Day 8. March 2018.
I am walking from Mérida to Ourense along the so-called Silver Way, the Via de la Plata Camino.
I have not been able to meditate recently because the bunk above me is too low and the floor too hard and cold. However I did do my tai chi in the night which, though painful for my foot, was beneficial overall.
Once again, there was a community sense of pilgrims all looking out for each other.
Halfway through yesterday evening the temperature had changed and the wind got up. It heralded, we were told, the rain.
But, beautiful was the word of the day; the one I kept coming back to as I walked through the gorgeous scenery.
It was a cold morning, frost on the ground. I had my trouser bottoms on!
Then an hour later they came off and it was bare calves for the rest of the day. Not bad for March.
The mountains were beauti…. No, they were amazing, in the early morning. Everything was on the rise, spring in the air. All was lush and abundant and I could not stop taking photos.
After leaving the small town of Grimaldo I walked past private houses with swimming pools, then took a left off the road.
It was a beautiful camino: through fields and grass; winding between trees; very wet underfoot, but the sun was throwing slanted rays and the birds were tweeting away ‘fit to burst’.
There were thin films of spiders’ webs on the ground. I attempted to answer messages as I walked.
I was inching my way to Santiago. There was a road at a distance to the right, between me and the mountains, but I was in the countryside on the uneven ground. I felt full of love.
I only managed to snatch a quick pee if there seemed to be enough polite space between the others and me. There was that cuckoo again.
And.. what.. security cameras? Yes I think so. Standing tall in the middle of nowhere. Perhaps to catch poachers.
Up and down I walked and all the downs were very boggy. There was snow on the mountains again, in front of me. In fact, there were hills or mountains on every side.
I picked my way between cow pats and acorns; grand and tiny stones; negotiated a series of big gates.
Today’s flower: a very small, yellow, slightly ridged cone (like a tiny daffodil trumpet), very often a singleton, but sometimes in twos or more; with a fine, sparse ruff of lemon-yellow, and a long stamen.
At the barrage were herons fishing, and there were deep pools alive with toads.
I arrived in the town of Galisteo quite early. What a sight! A former Almohad fortress, the walls envelope the inner streets and dwellings with medieval features and a simple but entrancing church, Nuestra Señora de la Asunción.

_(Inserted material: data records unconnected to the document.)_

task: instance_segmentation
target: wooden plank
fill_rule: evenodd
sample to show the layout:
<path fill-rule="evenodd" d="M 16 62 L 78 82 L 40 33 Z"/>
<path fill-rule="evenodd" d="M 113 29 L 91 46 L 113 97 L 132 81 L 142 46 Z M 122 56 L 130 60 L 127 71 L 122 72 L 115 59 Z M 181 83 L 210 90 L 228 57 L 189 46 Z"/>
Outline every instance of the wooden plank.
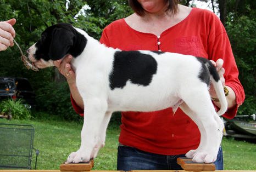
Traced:
<path fill-rule="evenodd" d="M 215 165 L 213 163 L 195 163 L 191 159 L 178 158 L 177 163 L 186 171 L 201 171 L 215 170 Z"/>
<path fill-rule="evenodd" d="M 93 159 L 87 163 L 63 163 L 60 165 L 59 169 L 61 171 L 89 171 L 94 167 Z"/>

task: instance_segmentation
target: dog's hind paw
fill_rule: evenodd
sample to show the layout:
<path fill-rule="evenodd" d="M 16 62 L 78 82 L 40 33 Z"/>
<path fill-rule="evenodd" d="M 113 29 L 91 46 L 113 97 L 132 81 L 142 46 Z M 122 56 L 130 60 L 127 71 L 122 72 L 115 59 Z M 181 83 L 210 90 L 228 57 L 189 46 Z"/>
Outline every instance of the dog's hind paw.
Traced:
<path fill-rule="evenodd" d="M 199 163 L 212 163 L 216 159 L 216 155 L 214 152 L 207 151 L 199 151 L 197 150 L 190 150 L 186 154 L 187 158 L 192 159 L 192 160 Z"/>
<path fill-rule="evenodd" d="M 186 154 L 186 157 L 187 158 L 192 159 L 194 157 L 194 154 L 196 153 L 196 150 L 190 150 Z"/>

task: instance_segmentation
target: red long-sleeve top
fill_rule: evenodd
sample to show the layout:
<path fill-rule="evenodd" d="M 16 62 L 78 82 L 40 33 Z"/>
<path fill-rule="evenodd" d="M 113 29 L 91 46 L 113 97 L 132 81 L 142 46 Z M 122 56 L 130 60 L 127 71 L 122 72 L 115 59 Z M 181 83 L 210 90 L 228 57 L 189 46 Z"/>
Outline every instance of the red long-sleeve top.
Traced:
<path fill-rule="evenodd" d="M 225 85 L 235 91 L 237 105 L 223 116 L 233 118 L 245 95 L 238 79 L 230 43 L 220 20 L 213 13 L 193 8 L 189 15 L 160 35 L 142 33 L 130 27 L 124 19 L 103 31 L 100 42 L 124 50 L 148 50 L 177 53 L 216 61 L 223 59 Z M 76 111 L 83 116 L 72 99 Z M 85 105 L 86 106 L 86 105 Z M 153 112 L 123 112 L 119 142 L 154 153 L 175 155 L 196 149 L 200 132 L 196 124 L 180 108 Z"/>

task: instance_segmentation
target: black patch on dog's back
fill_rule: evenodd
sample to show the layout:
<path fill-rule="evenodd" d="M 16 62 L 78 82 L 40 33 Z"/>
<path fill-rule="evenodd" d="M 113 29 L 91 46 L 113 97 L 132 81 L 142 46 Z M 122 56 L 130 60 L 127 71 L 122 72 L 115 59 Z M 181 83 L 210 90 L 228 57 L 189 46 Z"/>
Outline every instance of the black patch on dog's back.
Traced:
<path fill-rule="evenodd" d="M 153 52 L 153 53 L 154 53 L 155 54 L 163 54 L 164 53 L 165 53 L 165 52 L 163 52 L 163 51 L 151 51 L 151 52 Z"/>
<path fill-rule="evenodd" d="M 109 86 L 112 90 L 123 88 L 128 80 L 135 84 L 147 86 L 157 70 L 157 61 L 149 54 L 137 51 L 116 51 L 109 74 Z"/>
<path fill-rule="evenodd" d="M 202 68 L 198 77 L 202 82 L 207 83 L 207 85 L 210 85 L 210 76 L 208 74 L 209 72 L 216 82 L 218 82 L 220 80 L 219 73 L 213 64 L 209 60 L 203 58 L 197 58 L 197 59 L 202 64 Z"/>

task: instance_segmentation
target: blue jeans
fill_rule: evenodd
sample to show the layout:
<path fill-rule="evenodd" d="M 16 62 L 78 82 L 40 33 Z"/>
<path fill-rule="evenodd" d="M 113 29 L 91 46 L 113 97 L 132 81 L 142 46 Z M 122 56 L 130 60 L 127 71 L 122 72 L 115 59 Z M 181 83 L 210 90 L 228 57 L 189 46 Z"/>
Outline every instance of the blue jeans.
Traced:
<path fill-rule="evenodd" d="M 118 170 L 182 170 L 177 164 L 177 158 L 185 154 L 166 156 L 143 151 L 123 145 L 118 146 Z M 217 160 L 214 163 L 216 170 L 224 169 L 223 154 L 220 146 Z"/>

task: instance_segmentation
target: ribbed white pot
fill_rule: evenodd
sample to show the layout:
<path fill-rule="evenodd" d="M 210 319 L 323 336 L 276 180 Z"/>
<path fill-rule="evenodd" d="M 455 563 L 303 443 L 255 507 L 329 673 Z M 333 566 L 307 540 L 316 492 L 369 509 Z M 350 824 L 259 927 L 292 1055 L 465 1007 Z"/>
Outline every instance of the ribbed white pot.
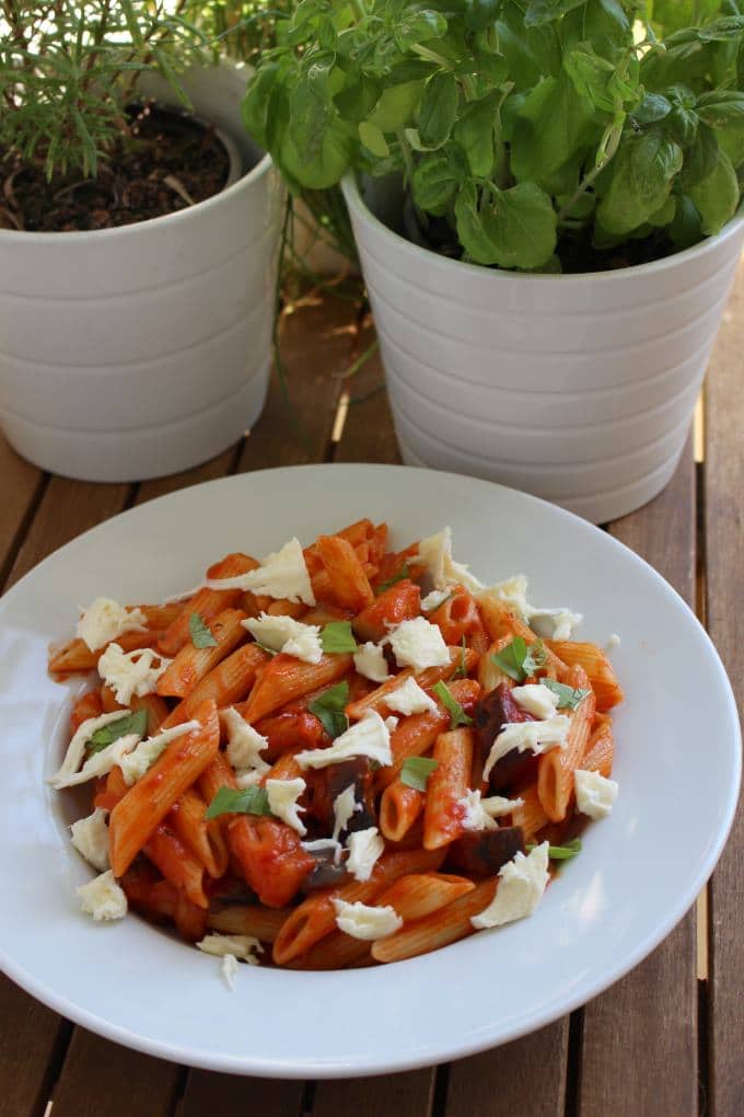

The albergue was shut and so I gave someone with terrible pain some Shiatsu in the outer bar of Los Emigrantes, kneeling amongst the cigarette ash.



Afterwards, the hostel was full as were the rooms at the bar. Luckily the man was very happy with his treatment telling people excitedly in Spanish how it felt, so there was a general movement to find me somewhere to sleep. This resulted in a beautiful twin room where I was alone. With crisply ironed sheets and bleached white towels in a quiet pension just up the road, it was the same price as the municipal albergue – 15 euros – including breakfast. How lovely to have peace and space after many nights in communal accommodation.

Thanks so much to all my readers who send me corrections or answers to my queries, and who share their Spanish memories (especially of the Santa Semana processions which are currently happening across the country). I do look for the correct details before posting, but it is hard to identify flowers, trees or birds sometimes, so I am grateful to you.